According to a report by a well-known European institution, the cost of batteries is declining rapidly. At present, the cost of lithium iron phosphate batteries has dropped to $52/kWh, so the cost of a battery pack for a 50-degree battery will be around $3,000. The cost of supporting the motor, reducer, inverter and other powertrain is about $1,500. If you deduct the cost of a conventional internal combustion engine powertrain system, including the engine and transmission, the cost of an entry-level electric vehicle should be less than $3,000 higher than that of the same internal combustion engine model. But looking at Europe, you can find a fuel car for $10,000 in Europe, but you can basically find an electric car for less than $13,000.
So to some extent, European car companies may have hoped to take advantage of the opportunity of electric vehicles to improve the gross profit margin of their products. Seeing that China's cost-effective electric vehicles are slowly starting to penetrate the EU market, offering higher tariffs to keep Chinese-made electric vehicles out of the door, whether it is to create a better environment for the current sales of their own electric vehicles, or to buy time for the development and launch of more cost-effective entry-level electric vehicles.

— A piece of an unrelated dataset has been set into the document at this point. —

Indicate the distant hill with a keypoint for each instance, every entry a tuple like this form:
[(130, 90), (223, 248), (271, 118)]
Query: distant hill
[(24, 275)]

It was also previously reported that Volkswagen is developing the ID.1 based on the MEB platform to better cope with the onslaught of cheap electric vehicles in China, but these will take time. The five-year tariff protection period is enough time for these old European car companies to complete the development and launch of their products.
The EU's tariffs, in fact, are still lower than the previous speculation of overseas media in terms of tax rates. On the face of it, the EU wants to curb the aggressive invasion of Chinese-made electric vehicles. After all, the automotive industry accounts for 7% of the EU's GDP output and contributes millions of direct and indirect jobs, making it an industry that the EU cannot afford to lose. But in fact, the EU's policy still leaves a back door for car companies such as BYD and Geely, and the damage may not be as great as imagined.
As long as Chinese car companies build factories in the local area, bringing investment and jobs, the EU will not drive out Chinese cars like the United States.
On the other hand, if the Chinese government's countermeasures are only rumored to be limited to 2.5L large-displacement imported fuel vehicles, then our sanctions against these European car companies will be extremely limited. The economic and trade relationship between China and the EU is very deep, and everyone needs each other's markets to bind each other. Therefore, the imposition of tariffs will have a certain impact in the short term, but it will not change the pace of China's electric vehicles entering the European market and even the global market in the long run. If European car companies still want to gain a foothold in the European and even global markets, they can only face up to Chinese car companies.